Little Lunch Molhos bio
Os alimentos são como as roupas. Não podemos passar sem eles e ambos estão sujeitos a mudanças constantes. Pode ver como a moda é realmente efémera através de imagens que foram fotografadas há alguns anos. Mas mesmo que as calças largas ou as ombreiras estejam totalmente fora de moda neste momento, talvez já celebrem o seu grande regresso no próximo verão. Os produtos alimentares também desenvolvem e estão na base das tendências. São apenas um pouco mais duradouros. Enquanto na Idade Média a maioria da população comia papas de aveia várias vezes por semana, hoje em dia só se encontram papas de aveia como alternativa ao pequeno-almoço ou como alimento para bebés. As papas de milho eram um importante alimento básico no século XIII. No entanto, à semelhança do Gugel (um capacete semelhante a um capuz), é atualmente desconhecido. Claro que também há alimentos cuja popularidade nunca diminuiu. O guisado, a massa e o arroz são consumidos a toda a hora. E é pouco provável que as pessoas deixem de querer comer gelado, strudel de maçã ou pudim.

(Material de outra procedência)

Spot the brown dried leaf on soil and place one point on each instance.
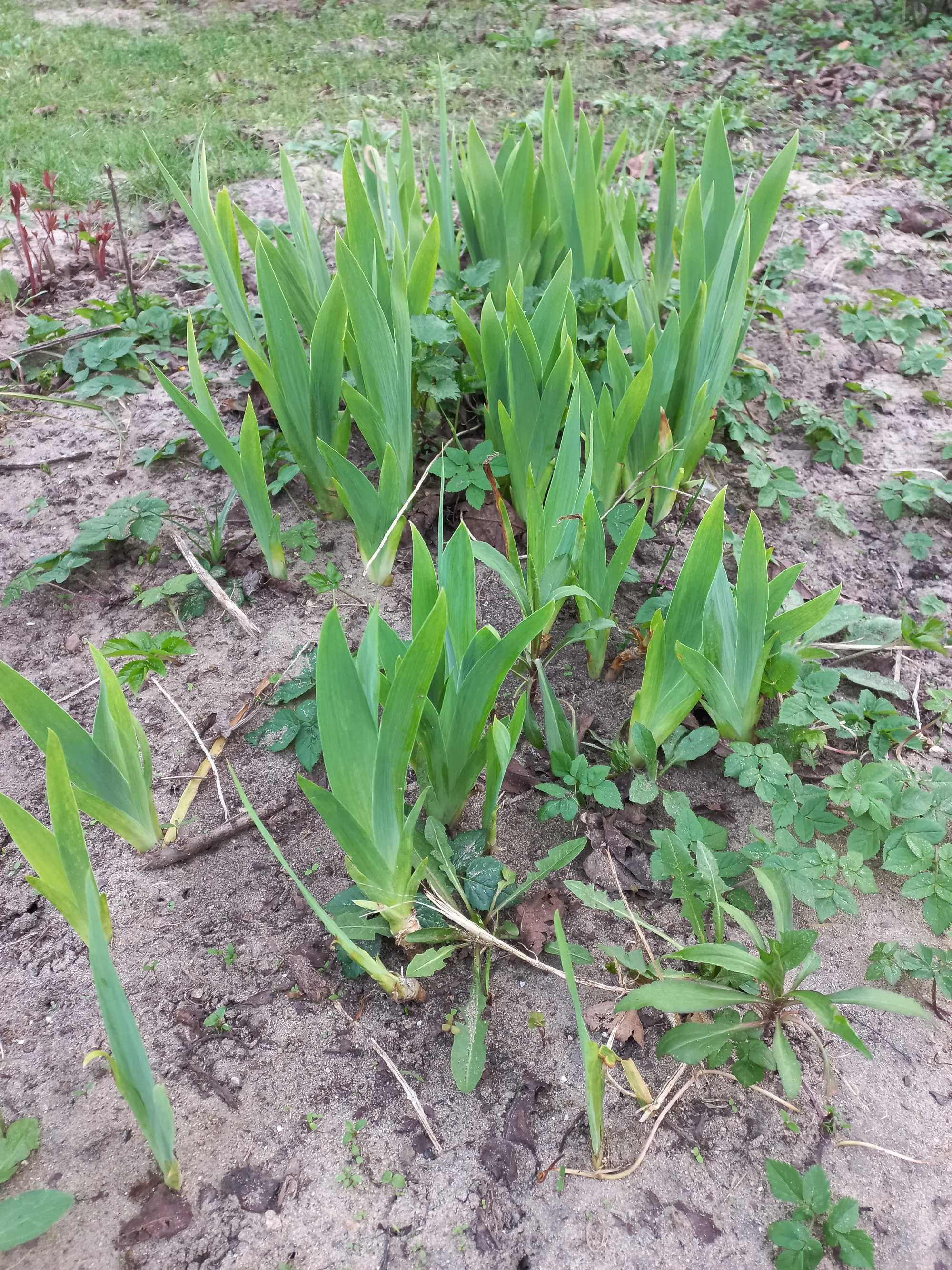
(162, 1216)
(518, 1123)
(484, 525)
(924, 219)
(601, 1016)
(518, 779)
(311, 985)
(536, 919)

No entanto, há também alimentos com uma história bastante inconsistente, especialmente no que diz respeito à salada. Na Grécia antiga, uma salada artisticamente elaborada e refinada com vinagre era muito apreciada. Muitos filósofos que seguiam deliberadamente uma dieta sem carne, apreciavam uma salada de alimentos crus. Afinal de contas, ao contrário da comida pesada e gordurosa da classe alta, a alface não o deixava tão cansado depois de comer. Muitos filósofos gregos estavam convencidos de que a frescura dos alimentos verdes iria impulsionar as suas próprias ideias. Embora os grandes pensadores apreciassem muitas saladas no Peloponeso, esta tendência terminou no final da Antiguidade. Na época medieval, os alimentos verdes eram apenas considerados para os animais e só eram consumidos quando não havia outros alimentos disponíveis ou a preços acessíveis. No entanto, não havia uma preparação elaborada destes produtos. Hildegard von Bingen tinha geralmente jeito para as plantas medicinais, mas não gostava muito de alface crua. Escreveu: "Quando se come salada não preparada, o seu sumo esvazia o cérebro humano e enche o estômago e os intestinos de doenças.
É evidente que a boa Hildegard estava enganada, sobretudo pelo facto de, hoje em dia, quase nada estar tão fortemente associado a uma alimentação consciente como a alface. Além disso, as pessoas da Idade Média nunca poderiam imaginar o quão internacional a nossa dieta se tornaria um dia. Os pratos italianos, indianos, mexicanos ou tailandeses não são apenas apreciados nos restaurantes, mas também cozinhados com entusiasmo em casa. Os molhos Lieblings-Sauces da Little Lunch mostram-lhe que não precisa de passar horas na cozinha para fazer uma viagem culinária à volta do mundo. Porque os versáteis molhos biológicos só precisam de ser aquecidos brevemente.
O molho Little Lunch Arrabbiata biológico é muito mais picante do que a maioria dos outros molhos de massa clássicos. Os tomates frescos e, claro, a malagueta proporcionam-lhe o sabor inconfundível. Para desfrutar de uma massa clássica sem carne, experimente o Molho à Bolonhesa Vegan Biológico. O molho Dal Masala biológico combina uma mistura clássica de especiarias da cozinha indiana com grão-de-bico e lentilhas vermelhas. Os que gostam de exotismo vão adorar o Molho de Caril de Vegetais Biológico. O molho de caril pronto a usar combina bem com arroz ou quinoa, bem como com batatas e legumes. No Molho de Legumes Mediterrânicos, as ervas mediterrânicas encontram-se com uma base de legumes com curgetes, pimentos, cebolas, cenouras e tomates. Com os molhos Little Lunch, pode criar pratos mediterrânicos, orientais ou asiáticos num instante.